Question

3.4 projectile motion

1. a projectile is launched at ground level with an initial speed of 50.0 m/s at an angle of 30.0° above the horizontal. it strikes a target above the ground 3.00 seconds later. what are the x and y distances from where the projectile was launched to where it lands?

Explanation:

Step1: Find the horizontal (x) component of initial velocity

The initial horizontal velocity \( v_{0x} = v_0 \cos\theta \), where \( v_0 = 50.0 \, \text{m/s} \) and \( \theta = 30.0^\circ \).
\( v_{0x} = 50.0 \times \cos(30.0^\circ) = 50.0 \times \frac{\sqrt{3}}{2} \approx 43.30 \, \text{m/s} \)
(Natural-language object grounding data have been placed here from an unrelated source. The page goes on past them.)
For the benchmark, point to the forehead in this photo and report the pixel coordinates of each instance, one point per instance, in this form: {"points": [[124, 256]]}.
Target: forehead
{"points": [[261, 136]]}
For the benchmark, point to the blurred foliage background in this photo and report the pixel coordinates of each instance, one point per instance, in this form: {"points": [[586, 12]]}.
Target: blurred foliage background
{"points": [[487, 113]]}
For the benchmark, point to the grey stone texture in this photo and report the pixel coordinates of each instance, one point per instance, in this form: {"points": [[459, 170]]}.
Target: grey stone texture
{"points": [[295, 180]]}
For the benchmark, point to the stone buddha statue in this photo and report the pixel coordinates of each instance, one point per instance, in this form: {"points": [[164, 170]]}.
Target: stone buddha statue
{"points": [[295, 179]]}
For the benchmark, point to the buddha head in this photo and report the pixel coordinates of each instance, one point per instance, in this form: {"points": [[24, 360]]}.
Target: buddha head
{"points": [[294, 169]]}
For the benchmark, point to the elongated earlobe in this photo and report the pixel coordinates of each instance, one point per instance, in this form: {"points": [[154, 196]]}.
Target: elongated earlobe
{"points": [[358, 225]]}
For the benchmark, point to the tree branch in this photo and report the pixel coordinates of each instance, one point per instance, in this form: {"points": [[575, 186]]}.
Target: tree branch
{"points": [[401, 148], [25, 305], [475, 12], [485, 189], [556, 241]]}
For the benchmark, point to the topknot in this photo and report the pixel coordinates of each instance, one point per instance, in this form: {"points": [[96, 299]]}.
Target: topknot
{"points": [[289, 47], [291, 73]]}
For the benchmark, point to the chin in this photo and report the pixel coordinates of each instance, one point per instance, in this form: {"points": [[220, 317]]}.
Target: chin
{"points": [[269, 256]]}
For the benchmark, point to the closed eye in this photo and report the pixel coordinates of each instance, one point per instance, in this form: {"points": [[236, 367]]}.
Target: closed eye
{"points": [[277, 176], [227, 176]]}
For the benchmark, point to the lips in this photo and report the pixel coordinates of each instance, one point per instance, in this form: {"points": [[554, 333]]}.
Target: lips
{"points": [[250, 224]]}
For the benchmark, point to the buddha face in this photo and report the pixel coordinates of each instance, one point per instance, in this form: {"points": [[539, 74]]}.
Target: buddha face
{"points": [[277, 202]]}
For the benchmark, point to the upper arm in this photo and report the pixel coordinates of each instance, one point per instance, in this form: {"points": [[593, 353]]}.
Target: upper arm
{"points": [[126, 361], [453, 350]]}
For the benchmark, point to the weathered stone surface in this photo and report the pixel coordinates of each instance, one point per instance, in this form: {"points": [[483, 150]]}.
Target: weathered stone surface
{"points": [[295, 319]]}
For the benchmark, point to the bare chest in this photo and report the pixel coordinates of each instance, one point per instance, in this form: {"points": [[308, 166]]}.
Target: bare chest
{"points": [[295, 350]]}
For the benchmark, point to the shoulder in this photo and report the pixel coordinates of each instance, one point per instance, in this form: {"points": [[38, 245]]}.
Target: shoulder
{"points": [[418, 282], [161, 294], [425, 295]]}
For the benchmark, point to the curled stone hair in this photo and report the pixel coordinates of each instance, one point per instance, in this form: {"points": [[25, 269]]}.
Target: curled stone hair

Step2: Calculate horizontal distance (x)

In horizontal motion, there is no acceleration (\( a_x = 0 \)), so the distance \( x = v_{0x} \times t \), where \( t = 3.00 \, \text{s} \).
\( x = 43.30 \times 3.00 = 129.9 \, \text{m} \approx 130 \, \text{m} \) (or keep more decimals as needed)

Step3: Find the vertical (y) component of initial velocity

The initial vertical velocity \( v_{0y} = v_0 \sin\theta \)
\( v_{0y} = 50.0 \times \sin(30.0^\circ) = 50.0 \times 0.5 = 25.0 \, \text{m/s} \)

Step4: Calculate vertical distance (y)

Using the kinematic equation \( y = v_{0y}t - \frac{1}{2}gt^2 \), where \( g = 9.8 \, \text{m/s}^2 \)
\( y = 25.0 \times 3.00 - \frac{1}{2} \times 9.8 \times (3.00)^2 \)
\( y = 75.0 - 4.9 \times 9.00 \)
\( y = 75.0 - 44.1 = 30.9 \, \text{m} \)

Answer:

The horizontal distance \( x \approx 130 \, \text{m} \) (or \( 129.9 \, \text{m} \)) and the vertical distance \( y = 30.9 \, \text{m} \).